In 2 Kings 2:9 Elisha requested a double portion of Elijah's spirit before Elijah was caught up in the whirlwind. Elijah performed 14 miracles; Elisha performed 28 – exactly double the number. The miracle of the floating axhead is one of those 28 miracles.

I find the miracle amusing. Presumably, because the company of prophets were cutting down trees, the iron axhead flew into the Jordan. It presented a big problem because the servant had said that he had borrowed it. That’s something we would do and say! Elisha caused the axhead to float again, and the servants went back to cutting down poles for their larger quarters.

As far as miracles go, it's not really all that exciting. Somehow it doesn't rank up there with the feeding of the 5000 or raising Lazarus from the dead or even the very next miracle listed: opening the eyes of his servant to see the horses and chariots of fire surrounding Elisha. And yet, God was working through Elisha to prove his power over the mundane and practical things of life, namely, an iron axhead
floating in the Jordan River.

Often God will let you in on those smaller miracles (your daughter comes home safely in
the midst of an ice storm or God gives you insight into a troubling matter at
work or God sends a new friend your way just when you need one). The papers
or TV will never carry those types of “miracles,” but like Mary in the New Testament,
you treasure all these things and ponder them in your heart (Luke 2:19). For when
you need them again, God will remind you about them – evidence of yet another
small miracle.

Greed is Good?

After Naaman had traveled some distance, Gehazi, the servant of Elisha the man of God, said to himself, "My master was too easy on Naaman, this Aramean, by not accepting from him what he brought. As surely as the LORD lives, I will run after him and get something from him."

So Gehazi hurried after Naaman. When Naaman saw him running toward him, he got down from the chariot to meet him. "Is everything all right?" he asked.

"Everything is all right," Gehazi answered. "My master sent me to say, 'Two young men from the company of the prophets have just come to me from the hill country of Ephraim. Please give them a talent of silver and two sets of clothing.' "

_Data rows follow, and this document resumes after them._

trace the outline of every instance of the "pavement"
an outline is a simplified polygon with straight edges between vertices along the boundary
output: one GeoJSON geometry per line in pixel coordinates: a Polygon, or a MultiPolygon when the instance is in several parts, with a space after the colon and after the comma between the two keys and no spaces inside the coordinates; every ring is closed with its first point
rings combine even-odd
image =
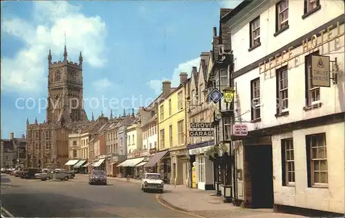
{"type": "Polygon", "coordinates": [[[1,203],[15,217],[193,217],[143,192],[139,182],[109,178],[107,186],[90,186],[87,175],[42,181],[1,175],[1,203]]]}

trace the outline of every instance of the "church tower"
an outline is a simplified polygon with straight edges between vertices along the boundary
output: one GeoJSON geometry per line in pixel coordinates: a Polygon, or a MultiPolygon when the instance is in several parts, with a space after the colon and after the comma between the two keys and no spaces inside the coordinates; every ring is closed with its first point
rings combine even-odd
{"type": "Polygon", "coordinates": [[[83,101],[83,57],[79,63],[67,59],[65,45],[63,61],[52,62],[50,50],[48,55],[48,123],[71,123],[87,120],[83,101]]]}

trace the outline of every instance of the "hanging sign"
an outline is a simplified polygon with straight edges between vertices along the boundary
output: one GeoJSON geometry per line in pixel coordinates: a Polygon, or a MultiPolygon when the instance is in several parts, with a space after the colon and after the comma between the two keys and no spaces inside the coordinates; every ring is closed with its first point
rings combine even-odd
{"type": "Polygon", "coordinates": [[[311,56],[311,84],[313,86],[331,87],[329,56],[311,56]]]}
{"type": "Polygon", "coordinates": [[[246,136],[248,135],[248,126],[246,124],[233,125],[233,135],[235,136],[246,136]]]}
{"type": "Polygon", "coordinates": [[[231,88],[227,88],[223,90],[225,103],[232,103],[234,99],[235,90],[231,88]]]}

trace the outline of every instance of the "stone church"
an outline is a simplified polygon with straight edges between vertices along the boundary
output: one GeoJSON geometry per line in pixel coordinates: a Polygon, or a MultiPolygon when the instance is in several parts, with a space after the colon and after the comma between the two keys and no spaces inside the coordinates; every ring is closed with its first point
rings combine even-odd
{"type": "Polygon", "coordinates": [[[68,160],[68,134],[81,126],[91,125],[83,107],[83,57],[79,63],[67,59],[52,62],[48,55],[46,119],[38,123],[26,121],[28,167],[63,167],[68,160]]]}

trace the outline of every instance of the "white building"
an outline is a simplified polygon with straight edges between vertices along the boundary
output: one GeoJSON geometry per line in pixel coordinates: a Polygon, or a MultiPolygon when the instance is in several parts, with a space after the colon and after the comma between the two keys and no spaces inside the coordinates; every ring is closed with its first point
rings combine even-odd
{"type": "Polygon", "coordinates": [[[344,1],[254,0],[228,23],[248,206],[345,211],[344,12],[344,1]]]}

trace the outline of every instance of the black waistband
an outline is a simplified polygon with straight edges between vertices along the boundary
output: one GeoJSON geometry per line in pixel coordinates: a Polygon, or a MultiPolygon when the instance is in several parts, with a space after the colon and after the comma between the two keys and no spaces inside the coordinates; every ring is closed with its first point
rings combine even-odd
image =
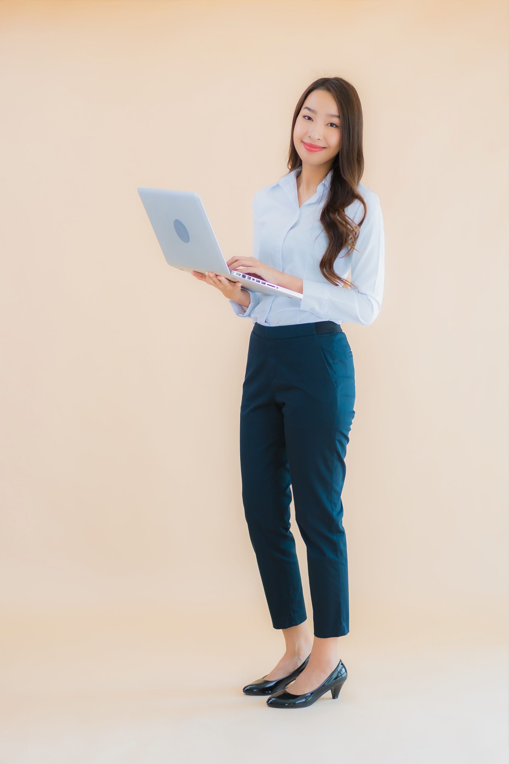
{"type": "Polygon", "coordinates": [[[343,332],[335,321],[313,321],[304,324],[286,324],[283,326],[264,326],[256,322],[253,332],[258,337],[269,339],[285,339],[286,337],[304,337],[305,335],[330,334],[343,332]]]}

"By all means, take two talents," said Naaman. He urged Gehazi to accept them, and then tied up the two talents of silver in two bags, with two sets of clothing. He gave them to two of his servants, and they carried them ahead of Gehazi. When Gehazi came to the hill, he took the things from the servants and put them away in the house. He sent the men away and they left. Then he went in and stood before his master Elisha.
   "Where have you been, Gehazi?" Elisha asked.
   "Your servant didn't go anywhere," Gehazi answered.

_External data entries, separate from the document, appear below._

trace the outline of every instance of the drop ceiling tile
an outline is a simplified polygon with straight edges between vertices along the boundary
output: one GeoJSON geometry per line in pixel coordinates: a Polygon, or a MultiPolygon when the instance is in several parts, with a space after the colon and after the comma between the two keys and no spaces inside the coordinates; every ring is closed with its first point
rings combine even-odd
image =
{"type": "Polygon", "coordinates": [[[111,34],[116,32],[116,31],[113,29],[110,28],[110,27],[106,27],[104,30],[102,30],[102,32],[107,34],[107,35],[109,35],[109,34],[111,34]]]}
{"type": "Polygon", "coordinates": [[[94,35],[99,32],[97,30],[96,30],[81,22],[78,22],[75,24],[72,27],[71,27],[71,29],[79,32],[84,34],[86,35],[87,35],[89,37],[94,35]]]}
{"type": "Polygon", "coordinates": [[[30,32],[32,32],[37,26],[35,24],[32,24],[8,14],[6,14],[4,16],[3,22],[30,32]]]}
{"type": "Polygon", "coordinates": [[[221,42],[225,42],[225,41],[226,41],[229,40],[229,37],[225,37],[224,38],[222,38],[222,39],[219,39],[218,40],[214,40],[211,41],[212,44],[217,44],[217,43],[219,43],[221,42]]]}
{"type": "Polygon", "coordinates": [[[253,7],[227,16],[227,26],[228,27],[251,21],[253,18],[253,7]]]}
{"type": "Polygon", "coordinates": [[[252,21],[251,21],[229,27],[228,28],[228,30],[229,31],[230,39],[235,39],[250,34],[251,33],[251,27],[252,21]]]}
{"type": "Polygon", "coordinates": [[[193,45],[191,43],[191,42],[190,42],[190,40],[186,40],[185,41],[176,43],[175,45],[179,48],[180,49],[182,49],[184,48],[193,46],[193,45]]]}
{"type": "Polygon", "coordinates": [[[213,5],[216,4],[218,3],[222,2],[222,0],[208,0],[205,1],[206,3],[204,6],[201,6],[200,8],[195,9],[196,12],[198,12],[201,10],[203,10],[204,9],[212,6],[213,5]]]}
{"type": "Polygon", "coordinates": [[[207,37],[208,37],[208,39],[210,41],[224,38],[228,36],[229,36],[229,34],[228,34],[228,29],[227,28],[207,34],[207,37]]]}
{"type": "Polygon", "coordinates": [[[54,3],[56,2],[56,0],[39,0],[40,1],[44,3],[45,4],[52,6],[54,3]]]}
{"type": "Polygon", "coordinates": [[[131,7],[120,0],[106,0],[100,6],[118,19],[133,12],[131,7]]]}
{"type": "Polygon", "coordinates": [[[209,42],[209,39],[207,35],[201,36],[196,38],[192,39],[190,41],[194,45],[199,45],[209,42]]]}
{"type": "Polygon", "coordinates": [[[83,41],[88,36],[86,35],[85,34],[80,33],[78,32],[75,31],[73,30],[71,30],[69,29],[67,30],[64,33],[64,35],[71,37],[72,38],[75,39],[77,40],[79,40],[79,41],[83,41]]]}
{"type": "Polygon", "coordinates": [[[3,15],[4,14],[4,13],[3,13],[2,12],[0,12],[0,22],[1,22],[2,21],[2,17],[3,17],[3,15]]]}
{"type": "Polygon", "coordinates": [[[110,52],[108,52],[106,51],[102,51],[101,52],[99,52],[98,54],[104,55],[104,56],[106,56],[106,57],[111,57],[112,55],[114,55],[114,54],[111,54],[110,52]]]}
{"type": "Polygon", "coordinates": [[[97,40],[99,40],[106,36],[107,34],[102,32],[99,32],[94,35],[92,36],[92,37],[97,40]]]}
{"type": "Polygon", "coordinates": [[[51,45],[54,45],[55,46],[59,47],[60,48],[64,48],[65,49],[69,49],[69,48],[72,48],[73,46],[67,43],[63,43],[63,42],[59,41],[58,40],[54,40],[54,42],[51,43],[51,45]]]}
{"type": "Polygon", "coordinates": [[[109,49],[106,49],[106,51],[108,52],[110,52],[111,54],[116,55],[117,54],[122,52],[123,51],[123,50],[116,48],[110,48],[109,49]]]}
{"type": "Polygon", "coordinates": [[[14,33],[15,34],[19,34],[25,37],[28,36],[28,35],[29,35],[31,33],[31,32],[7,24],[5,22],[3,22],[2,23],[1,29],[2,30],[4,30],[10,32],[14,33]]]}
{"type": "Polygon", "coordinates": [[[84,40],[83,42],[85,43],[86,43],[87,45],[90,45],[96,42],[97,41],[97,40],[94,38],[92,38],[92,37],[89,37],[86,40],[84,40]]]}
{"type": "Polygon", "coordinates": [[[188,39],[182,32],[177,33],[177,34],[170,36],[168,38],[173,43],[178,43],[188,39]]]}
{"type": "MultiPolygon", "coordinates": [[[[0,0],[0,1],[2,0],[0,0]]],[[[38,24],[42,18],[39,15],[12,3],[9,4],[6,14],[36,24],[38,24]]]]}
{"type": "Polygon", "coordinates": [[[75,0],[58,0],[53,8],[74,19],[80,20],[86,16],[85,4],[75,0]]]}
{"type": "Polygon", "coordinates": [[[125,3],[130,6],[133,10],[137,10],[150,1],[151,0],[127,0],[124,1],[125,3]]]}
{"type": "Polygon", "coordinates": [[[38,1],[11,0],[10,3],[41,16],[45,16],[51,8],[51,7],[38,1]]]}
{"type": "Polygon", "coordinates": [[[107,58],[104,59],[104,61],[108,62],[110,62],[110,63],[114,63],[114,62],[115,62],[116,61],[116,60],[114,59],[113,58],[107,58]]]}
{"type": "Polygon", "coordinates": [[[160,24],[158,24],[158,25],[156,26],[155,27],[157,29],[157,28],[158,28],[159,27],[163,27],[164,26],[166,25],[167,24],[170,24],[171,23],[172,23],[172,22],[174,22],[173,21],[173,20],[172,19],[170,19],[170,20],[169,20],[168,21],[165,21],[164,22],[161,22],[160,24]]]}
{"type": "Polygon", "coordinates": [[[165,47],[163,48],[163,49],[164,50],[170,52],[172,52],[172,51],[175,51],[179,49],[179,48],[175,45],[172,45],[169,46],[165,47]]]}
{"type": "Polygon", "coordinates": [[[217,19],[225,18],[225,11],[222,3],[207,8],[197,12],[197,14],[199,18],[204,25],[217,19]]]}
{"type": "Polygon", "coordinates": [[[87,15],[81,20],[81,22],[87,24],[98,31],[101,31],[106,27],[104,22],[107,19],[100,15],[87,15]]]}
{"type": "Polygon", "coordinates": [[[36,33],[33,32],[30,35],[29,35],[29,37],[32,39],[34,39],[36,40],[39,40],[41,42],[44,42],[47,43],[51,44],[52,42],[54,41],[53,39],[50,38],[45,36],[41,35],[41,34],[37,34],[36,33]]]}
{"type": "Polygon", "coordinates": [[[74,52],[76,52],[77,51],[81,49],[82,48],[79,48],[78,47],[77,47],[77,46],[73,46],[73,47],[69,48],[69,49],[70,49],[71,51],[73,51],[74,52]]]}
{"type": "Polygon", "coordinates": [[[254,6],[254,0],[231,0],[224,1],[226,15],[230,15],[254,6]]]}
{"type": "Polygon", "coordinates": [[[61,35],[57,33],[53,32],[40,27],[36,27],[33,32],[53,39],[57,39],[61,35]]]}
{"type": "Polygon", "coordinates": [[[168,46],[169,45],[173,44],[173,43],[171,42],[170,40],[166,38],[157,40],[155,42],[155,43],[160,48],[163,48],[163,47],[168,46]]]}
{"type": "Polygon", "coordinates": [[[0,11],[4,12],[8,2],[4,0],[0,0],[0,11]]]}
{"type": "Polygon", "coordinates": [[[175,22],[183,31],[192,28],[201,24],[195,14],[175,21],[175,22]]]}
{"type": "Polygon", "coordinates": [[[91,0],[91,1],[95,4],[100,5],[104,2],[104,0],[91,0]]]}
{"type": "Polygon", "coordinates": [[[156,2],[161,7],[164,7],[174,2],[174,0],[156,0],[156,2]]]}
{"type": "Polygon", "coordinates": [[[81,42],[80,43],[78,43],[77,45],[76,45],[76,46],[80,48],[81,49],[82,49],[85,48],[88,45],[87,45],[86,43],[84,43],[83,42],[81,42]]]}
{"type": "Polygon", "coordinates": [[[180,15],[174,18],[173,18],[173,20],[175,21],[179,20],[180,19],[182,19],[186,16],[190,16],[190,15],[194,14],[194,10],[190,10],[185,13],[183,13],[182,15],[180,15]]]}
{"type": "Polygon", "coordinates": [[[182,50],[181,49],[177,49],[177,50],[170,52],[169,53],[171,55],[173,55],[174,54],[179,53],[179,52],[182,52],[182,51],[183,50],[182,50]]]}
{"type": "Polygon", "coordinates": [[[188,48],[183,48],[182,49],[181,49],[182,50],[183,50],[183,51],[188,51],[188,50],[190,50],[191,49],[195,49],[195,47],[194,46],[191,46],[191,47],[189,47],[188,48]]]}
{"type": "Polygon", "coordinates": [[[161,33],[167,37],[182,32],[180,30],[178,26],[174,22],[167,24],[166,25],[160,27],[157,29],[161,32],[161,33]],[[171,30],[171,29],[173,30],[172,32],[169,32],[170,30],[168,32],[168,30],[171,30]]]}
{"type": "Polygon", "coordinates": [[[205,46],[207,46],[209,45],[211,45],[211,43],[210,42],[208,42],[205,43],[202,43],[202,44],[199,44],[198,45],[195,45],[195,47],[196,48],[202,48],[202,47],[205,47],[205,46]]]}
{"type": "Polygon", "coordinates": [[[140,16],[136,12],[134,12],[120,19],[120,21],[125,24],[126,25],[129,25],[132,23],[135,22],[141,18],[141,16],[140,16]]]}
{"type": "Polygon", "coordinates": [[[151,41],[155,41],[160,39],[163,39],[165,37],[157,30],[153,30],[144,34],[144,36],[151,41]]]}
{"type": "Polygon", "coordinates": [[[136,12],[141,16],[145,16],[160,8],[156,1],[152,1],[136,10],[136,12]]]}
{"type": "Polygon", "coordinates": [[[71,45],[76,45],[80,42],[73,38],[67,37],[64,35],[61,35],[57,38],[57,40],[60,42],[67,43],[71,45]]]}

But Elisha said to him, "Was not my spirit with you when the man got down from his chariot to meet you? Is this the time to take money, or to accept clothes, olive groves, vineyards, flocks, herds, or menservants and maidservants? Naaman's leprosy will cling to you and to your descendants forever." Then Gehazi went from Elisha's presence and he was leprous, as white as snow. 2 Kings 5:19-27

“Greed is good.” Nowadays you hear the phrase a lot. But more often than not, greed will get you into a lot of trouble and excessive greed will put you into jail.

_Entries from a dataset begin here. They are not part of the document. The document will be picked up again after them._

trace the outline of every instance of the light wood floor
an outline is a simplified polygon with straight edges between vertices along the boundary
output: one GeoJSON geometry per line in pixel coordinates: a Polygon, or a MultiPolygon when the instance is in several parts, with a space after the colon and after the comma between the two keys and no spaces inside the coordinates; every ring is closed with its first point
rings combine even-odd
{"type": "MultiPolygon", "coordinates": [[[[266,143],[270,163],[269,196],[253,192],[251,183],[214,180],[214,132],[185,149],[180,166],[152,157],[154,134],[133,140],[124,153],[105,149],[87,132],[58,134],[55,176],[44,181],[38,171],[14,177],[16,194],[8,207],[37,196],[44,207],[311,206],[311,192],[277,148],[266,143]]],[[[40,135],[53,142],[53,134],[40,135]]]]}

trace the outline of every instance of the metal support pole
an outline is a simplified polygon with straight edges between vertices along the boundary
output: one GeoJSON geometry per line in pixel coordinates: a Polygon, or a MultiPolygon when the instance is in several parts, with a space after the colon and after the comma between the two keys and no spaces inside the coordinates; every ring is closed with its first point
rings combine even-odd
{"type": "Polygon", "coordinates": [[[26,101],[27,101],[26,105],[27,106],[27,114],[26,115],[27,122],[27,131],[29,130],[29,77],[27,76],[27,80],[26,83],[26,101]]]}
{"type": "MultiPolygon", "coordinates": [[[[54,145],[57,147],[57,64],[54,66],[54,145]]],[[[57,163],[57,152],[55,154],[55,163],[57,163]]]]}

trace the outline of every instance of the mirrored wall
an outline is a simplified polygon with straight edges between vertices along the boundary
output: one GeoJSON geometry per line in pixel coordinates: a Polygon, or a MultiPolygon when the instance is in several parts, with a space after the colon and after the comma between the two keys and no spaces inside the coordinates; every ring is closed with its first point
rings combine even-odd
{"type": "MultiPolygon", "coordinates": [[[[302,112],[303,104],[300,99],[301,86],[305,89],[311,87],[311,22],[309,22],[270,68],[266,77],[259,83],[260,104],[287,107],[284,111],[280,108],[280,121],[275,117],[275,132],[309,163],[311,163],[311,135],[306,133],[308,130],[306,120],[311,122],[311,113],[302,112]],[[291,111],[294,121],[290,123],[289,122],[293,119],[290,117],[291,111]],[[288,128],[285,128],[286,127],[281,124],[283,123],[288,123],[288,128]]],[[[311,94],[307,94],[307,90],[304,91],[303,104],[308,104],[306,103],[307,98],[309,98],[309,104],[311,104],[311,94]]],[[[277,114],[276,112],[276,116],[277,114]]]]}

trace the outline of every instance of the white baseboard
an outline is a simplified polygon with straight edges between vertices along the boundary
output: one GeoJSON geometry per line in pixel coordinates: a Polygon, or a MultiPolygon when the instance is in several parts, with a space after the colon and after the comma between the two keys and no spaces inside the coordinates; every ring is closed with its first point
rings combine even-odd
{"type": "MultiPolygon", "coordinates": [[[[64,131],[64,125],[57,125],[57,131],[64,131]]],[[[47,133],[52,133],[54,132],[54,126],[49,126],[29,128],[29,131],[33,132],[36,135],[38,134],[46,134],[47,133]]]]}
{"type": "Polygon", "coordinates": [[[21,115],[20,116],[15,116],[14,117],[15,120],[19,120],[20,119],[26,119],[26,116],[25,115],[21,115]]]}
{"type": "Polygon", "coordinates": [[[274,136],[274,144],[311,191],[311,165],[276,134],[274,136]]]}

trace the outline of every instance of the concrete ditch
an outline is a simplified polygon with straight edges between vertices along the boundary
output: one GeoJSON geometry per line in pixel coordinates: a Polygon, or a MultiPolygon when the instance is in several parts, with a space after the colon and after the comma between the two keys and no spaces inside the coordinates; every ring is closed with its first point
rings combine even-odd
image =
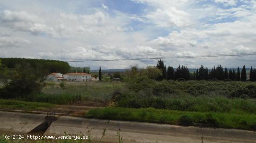
{"type": "Polygon", "coordinates": [[[125,143],[256,143],[256,132],[235,129],[184,127],[136,122],[88,119],[59,116],[47,122],[46,115],[0,112],[1,131],[29,133],[43,131],[46,135],[86,135],[94,141],[115,143],[121,130],[125,143]],[[102,137],[104,129],[107,129],[102,137]]]}

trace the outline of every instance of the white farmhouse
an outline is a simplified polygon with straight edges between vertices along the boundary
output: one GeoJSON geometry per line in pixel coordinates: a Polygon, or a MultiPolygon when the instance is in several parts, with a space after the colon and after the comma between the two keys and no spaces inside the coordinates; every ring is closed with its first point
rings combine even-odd
{"type": "Polygon", "coordinates": [[[60,73],[53,73],[47,76],[47,79],[49,81],[60,81],[64,80],[63,75],[60,73]]]}
{"type": "Polygon", "coordinates": [[[63,75],[64,79],[68,81],[91,81],[91,75],[85,73],[71,73],[63,75]]]}

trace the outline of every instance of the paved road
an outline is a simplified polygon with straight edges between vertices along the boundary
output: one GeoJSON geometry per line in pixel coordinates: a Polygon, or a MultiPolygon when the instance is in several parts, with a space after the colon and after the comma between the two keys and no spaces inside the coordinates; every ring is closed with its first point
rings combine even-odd
{"type": "MultiPolygon", "coordinates": [[[[0,131],[26,133],[44,122],[43,115],[0,112],[0,131]],[[11,119],[8,119],[12,118],[11,119]],[[5,125],[3,125],[5,124],[5,125]]],[[[239,130],[201,128],[136,122],[88,119],[59,116],[44,135],[86,134],[91,129],[93,140],[118,142],[121,130],[124,143],[256,143],[256,132],[239,130]]]]}

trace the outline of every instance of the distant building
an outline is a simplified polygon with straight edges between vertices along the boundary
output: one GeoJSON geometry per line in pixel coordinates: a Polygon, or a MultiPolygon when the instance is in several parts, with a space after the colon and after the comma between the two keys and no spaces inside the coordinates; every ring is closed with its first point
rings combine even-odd
{"type": "Polygon", "coordinates": [[[120,81],[120,78],[114,78],[113,79],[113,81],[120,81]]]}
{"type": "Polygon", "coordinates": [[[91,75],[85,73],[71,73],[63,75],[63,78],[67,81],[91,81],[91,75]]]}
{"type": "Polygon", "coordinates": [[[63,77],[63,75],[60,73],[53,73],[48,75],[46,78],[49,81],[63,81],[64,79],[63,77]]]}
{"type": "Polygon", "coordinates": [[[95,78],[94,76],[92,76],[92,80],[91,80],[91,81],[99,81],[99,77],[96,77],[96,78],[95,78]]]}

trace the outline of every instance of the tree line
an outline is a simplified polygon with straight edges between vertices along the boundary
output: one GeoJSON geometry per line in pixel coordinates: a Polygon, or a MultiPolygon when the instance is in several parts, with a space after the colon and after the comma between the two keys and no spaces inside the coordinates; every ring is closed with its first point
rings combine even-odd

In the story above, the Prophet Elisha had just told Naaman to dip himself into the Jordan seven times to be healed. He did and was healed. Naaman offered to pay for that service. Elisha refused. Now we see Gehazi looking to make a little cash on the side. Obviously it doesn't do us any good to question the wisdom of trying to put something over on a man who is very very close to God and prophesies with accuracy on God's behalf. Gehazi's greed gets the best of him, because not only was he greedy, but he tried to cover up his sin. The coverup in most instances is much worse than the sin.

Gehazi’s greed was obvious. Wikipedia defines greed as the “self-serving desire for the pursuit of money, wealth, power, food, or other possessions, especially when this denies the same goods to others.” It’s painful to see that definition because we can relate more than we care to admit.